In all of the years after Munich, he led only three performances of the Missa in mid-April of 1948, of which this performance was the last of the series, whose solo quartet included a “Mr. Alvarez” reviewed two days earlier in The New York Times. Whether he was replaced by tenor William Hain or baritone Lorenzo Alvary is not clarified in Mark Kluge’s annotation. My guess would be the latter, a comprimario baritone at the Metropolitan who acquitted himself well in this performance (taken presumably from a master copy of the NYPSO’s Sunday afternoon broadcast) if hardly with the majesty of Alexander Kipnis in Toscanini’s glorious 1940 performance in Carnegie Hall with the NBCSO that Music & Arts recently remastered on CD-4259 (I have their original issue of 1987 with notes by Harvey Sachs, and am curious whether overprominent trumpets have been electronically tamed in transfer). Apropos of that performance, Toscanini came to the Missa even later than Walter – for the first time in 1934 and again in 1935 with the NYPSO, then in 1936 with the Vienna Phil and twice with the BBCSO in 1939. In 1942, as a guest, Toscanini repeated it with the NYPSO, but gave only one more performance (and a recording) in 1953, the year before his retirement from NBC, a version that RCA issued. By then rigidity had replaced the suppleness of 1940, when all of his tempi except in the Credo were slower tham Walter’s of 1948 – in the first two movements only marginally so but markedly in the Sanctus and Agnus Dei.

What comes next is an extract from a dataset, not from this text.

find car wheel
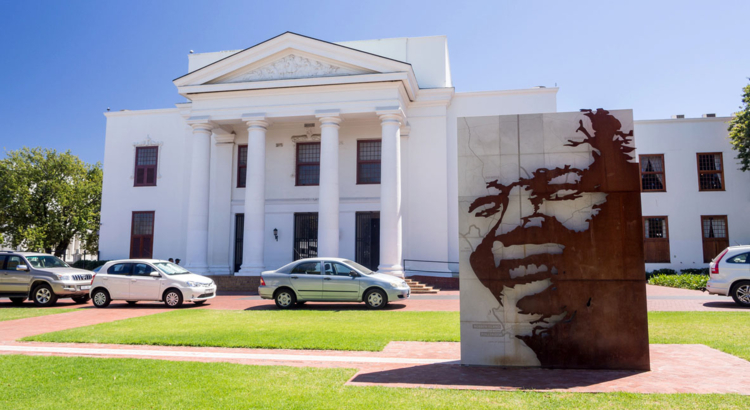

Walter’s is a characterful reading without solving the problems of tempo and dynamic contrasts in the Gloria and Credo where deaf Beethoven piled Pelion atop Ossa. I know in fact of only two conductors who did so: Toscanini in the 1940 performances (the others from 1934-42 I don’t know), and Robert Shaw in a 1985 broadcast performance with the Milwaukee SO and Chorus! Shaw did not, however, come close to that stunning achievement either in Chicago in 1960 – when he replaced Reiner, who had programmed it for the first time in his 71 years but was felled by a heart-attack one week before the season began – nor in his Atlanta recording for Telarc. Say for Walter that he avoided the ponderousness of two holy K’s who recorded it during his lifetime: Klemperer and Karajan, the latter not just once but twice. Actually, almost every big podium gun of the 20th-century tried his hand at the piece, and now we have the revisionist period-instrument boys (with Gardiner and Norrington vying to beat the speed of the other, but Gardiner still the fastest I know of, at 71:39, compared to Walter’s 77:24 and Toscanini’s 78:00 in 1940).

Walter’s soloists are paced by Eleanor Steber in her prime, with Nan Merriman close behind with that inimitable fast vibrato, while Hain is a commendable tenor of the comprimario school. John Finley Williamson’s Westminster Choir copes heroically, given the period, with Beethoven’s voice-killing demands for extremes of pitch top and bottom, and comparable extremes of volume. The concertmaster is uncredited but presumably John Corigliano, who plays his seraphic solo in the ‘Benedictus” with dignity and control. Even the sound by an uncredited engineer has been brought into focus (as it was not on an earlier pirate), both in terms of balance and character.

All that said, however, if I’m going to hear the Missa it will be the 1940 Toscanini performance with Zinka Milanov, Bruna Castagna, Jussi Bjoerling and Kipnis, a quartet worthy of God, and the same Westminster Choir even more thrilling to hear than the 1948 assembly. But chiefly for Toscanini whose musical arteries had not yet hardened – at 73 in his mature prime.